Save spot for me Kornowski (if it's not agains the rules  ).
I've got my pictures ready. I need to pick one and upload.
But don't have time to do that now...


----------



## Kornowski

> You guys have taken some bloody amazing pictures. You lot must have some decent cameras to get that close up and keep the focus / detail. Nice shots to all of you . I look forward to voting on this one.



Yeah, Some of these shots are amazing aren't they! 



> You sure did!
> No, Thank you



 Any time!



> Save spot for me Kornowski (if it's not agains the rules  ).
> I've got my pictures ready. I need to pick one and upload.
> But don't have time to do that now...



Ok sure, I'm saving a spot for Halian too, so I think that leaves space for 2 more entries...


----------



## Kabu

Kornowski said:


> Heehee, sorry
> 
> Could everybody also make sure their images are resized to 800 x 600 please, thank you



Got it resized...


----------



## Punk

Why?


----------



## subtle

webbenji said:


> Why?



So they fit nicely on the screen.

EDIT:
I'm uploadig mine right now.
I've got four which I think are nice but no idea which one is the one...


----------



## subtle

OK.
I've got these four and don't know which one should I pick:

1. Shagging ladybird:
http://i169.photobucket.com/albums/u201/bsi1/Shagingladybirg.jpg

2. Dining dragonfly:
http://i169.photobucket.com/albums/u201/bsi1/Diningdragonfly.jpg

3. Green-eye bug:
http://i169.photobucket.com/albums/u201/bsi1/Green-eyebug.jpg

4. Blue dragonfly:
http://i169.photobucket.com/albums/u201/bsi1/Bluedragonfly.jpg

Help me pick one...


----------



## PohTayToez

The_Other_One said:


> I got two I might enter...  Give me a while to decide...or tell me which you like better
> 
> http://img.photobucket.com/albums/v22/theotherone/MiscPhotos/DwaggyFly.jpg
> (I should still have the original, so I'll see about making an 800x600 one)
> http://img.photobucket.com/albums/v22/theotherone/MiscPhotos/1.jpg
> 
> --edit--
> 
> I'll just use the top image.  If I find the original, I'll make a larger copy of it and repost using the same name.



I think the second one is pretty cool.



subtle said:


> OK.
> I've got these four and don't know which one should I pick:
> 
> 1. Shagging ladybird:
> http://i169.photobucket.com/albums/u201/bsi1/Shagingladybirg.jpg
> 
> 2. Dining dragonfly:
> http://i169.photobucket.com/albums/u201/bsi1/Diningdragonfly.jpg
> 
> 3. Green-eye bug:
> http://i169.photobucket.com/albums/u201/bsi1/Green-eyebug.jpg
> 
> 4. Blue dragonfly:
> http://i169.photobucket.com/albums/u201/bsi1/Bluedragonfly.jpg
> 
> Help me pick one...




I think the first one, not only because it's kinda funny, but the other seem a little too blurry.


----------



## Ben

My Entry:
http://i128.photobucket.com/albums/p177/Unauthorized_User/Picture007-2.jpg

Are you sure we can't have the original size?

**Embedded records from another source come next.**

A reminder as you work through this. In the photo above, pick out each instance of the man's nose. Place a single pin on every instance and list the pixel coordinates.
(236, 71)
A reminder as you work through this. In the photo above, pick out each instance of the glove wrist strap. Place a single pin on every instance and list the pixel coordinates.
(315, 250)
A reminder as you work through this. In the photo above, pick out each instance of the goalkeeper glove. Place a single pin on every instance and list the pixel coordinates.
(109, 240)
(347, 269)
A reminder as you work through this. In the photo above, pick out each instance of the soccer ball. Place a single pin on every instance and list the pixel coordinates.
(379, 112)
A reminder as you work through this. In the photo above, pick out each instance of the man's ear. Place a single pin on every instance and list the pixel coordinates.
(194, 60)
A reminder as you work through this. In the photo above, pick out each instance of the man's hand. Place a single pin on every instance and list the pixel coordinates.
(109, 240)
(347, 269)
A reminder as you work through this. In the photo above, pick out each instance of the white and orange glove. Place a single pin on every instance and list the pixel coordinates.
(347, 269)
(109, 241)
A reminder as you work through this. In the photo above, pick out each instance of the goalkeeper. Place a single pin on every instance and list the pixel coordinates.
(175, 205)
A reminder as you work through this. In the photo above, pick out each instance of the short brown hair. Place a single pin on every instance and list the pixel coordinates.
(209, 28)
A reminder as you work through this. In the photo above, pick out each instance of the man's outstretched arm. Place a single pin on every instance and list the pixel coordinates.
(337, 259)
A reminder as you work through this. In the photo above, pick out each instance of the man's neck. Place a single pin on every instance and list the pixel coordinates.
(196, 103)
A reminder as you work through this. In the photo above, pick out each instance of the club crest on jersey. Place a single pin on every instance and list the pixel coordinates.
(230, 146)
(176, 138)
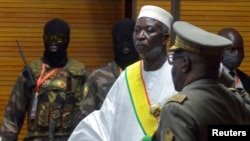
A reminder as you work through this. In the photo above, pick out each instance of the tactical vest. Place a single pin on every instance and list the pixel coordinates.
(59, 99)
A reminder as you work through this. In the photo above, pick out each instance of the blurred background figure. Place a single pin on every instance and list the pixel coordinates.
(233, 57)
(102, 78)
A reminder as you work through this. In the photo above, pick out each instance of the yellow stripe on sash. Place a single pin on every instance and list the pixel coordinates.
(139, 98)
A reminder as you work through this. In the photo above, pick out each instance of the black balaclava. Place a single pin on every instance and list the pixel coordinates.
(56, 32)
(123, 45)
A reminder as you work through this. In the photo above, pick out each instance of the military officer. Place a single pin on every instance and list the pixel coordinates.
(202, 100)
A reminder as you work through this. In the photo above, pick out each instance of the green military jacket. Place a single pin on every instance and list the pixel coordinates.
(58, 104)
(98, 84)
(186, 116)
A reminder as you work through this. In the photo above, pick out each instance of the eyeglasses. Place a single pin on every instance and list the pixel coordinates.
(171, 58)
(54, 38)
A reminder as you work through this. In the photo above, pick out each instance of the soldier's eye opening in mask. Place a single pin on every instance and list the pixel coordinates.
(55, 38)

Because my picture shows a lot more detail at 2304x3456  j/k


----------



## Tayl

Halian said:


> My Entry:
> http://i128.photobucket.com/albums/p177/Unauthorized_User/Picture007-2.jpg
> 
> Are you sure we can't have the original size? Because my picture shows a lot more detail at 2304x3456  j/k



Why not just cut the image down / crop it to display only the flower and the insect without all the background displaying? 

Breaks.


----------



## Ben

Breaks said:


> Why not just cut the image down / crop it to display only the flower and the insect without all the background displaying?
> 
> Breaks.



Because I like the haziness all around it


----------



## Irishwhistle

Halian said:


> Because I like the haziness all around it



Yeah, I like it to.


----------



## Ben

Halian said:


> My Entry:
> http://i128.photobucket.com/albums/p177/Unauthorized_User/Picture007-2.jpg



I want to put in a different entry.

My new entry:
http://i128.photobucket.com/albums/p177/Unauthorized_User/Vacation06249-1.jpg


----------



## Irishwhistle

Halian said:


> I want to put in a different entry.
> 
> My new entry:
> http://i128.photobucket.com/albums/p177/Unauthorized_User/Vacation06249-1.jpg



I like that better than the first.


----------



## Tayl

I tend to find blurring / haziness within a picture more of a deterrent than an appeal. But then it all comes down to taste with photography doesn't it .

Breaks.


----------



## Ben

Breaks said:


> I tend to find blurring / haziness within a picture more of a deterrent than an appeal. But then it all comes down to taste with photography doesn't it .
> 
> Breaks.



Hehe. I guess so  It's all about the opinions


----------



## Kornowski

> OK.
> I've got these four and don't know which one should I pick:
> 
> 1. Shagging ladybird:
> http://i169.photobucket.com/albums/u...ngladybirg.jpg
> 
> 2. Dining dragonfly:
> http://i169.photobucket.com/albums/u...gdragonfly.jpg
> 
> 3. Green-eye bug:
> http://i169.photobucket.com/albums/u...een-eyebug.jpg
> 
> 4. Blue dragonfly:
> http://i169.photobucket.com/albums/u...edragonfly.jpg
> 
> Help me pick one...




I like the 1st picture 

We've got 9 entries, we need one more


----------



## monoman

those links don't work for me


----------



## subtle

monoman said:


> those links don't work for me



Try to open them from my original post:
http://www.computerforum.com/85641-photo-tournament-insects.html#post667643

EDIT:
I guess it's 7 days then...
http://www.computerforum.com/85580-picture-tournament-5-7-days.html


----------



## Punk

Im uploading mine right now


----------



## Punk

Here:

http://www.panoramio.com/photo/2371889


----------



## Tayl

Great picture webbenji! I love the detail and closeness of the shot. This is going to be a hard tourny to vote on .

Breaks.


----------



## Punk

Breaks said:


> Great picture webbenji! I love the detail and closeness of the shot. This is going to be a hard tourny to vote on .
> 
> Breaks.



Thanks, I was actually not going to enter this one but since one more spot was needed I just entered it... lol

BTW I don't know what that white thing is on that bee's ass...


----------



## Tayl

Could be a large chunk of pollen or something else from the centre of a flower.

Breaks.


----------



## JamesBart

is there going to be an official poll for this? when will it be?


----------



## Punk

Yes there will, when Kornowski finds out we have 10 entries, he will create the Poll, post the link here. It will be in the Off-Topic section.


----------



## Kornowski

> Yes there will, when Kornowski finds out we have 10 entries, he will create the Poll, post the link here. It will be in the Off-Topic section.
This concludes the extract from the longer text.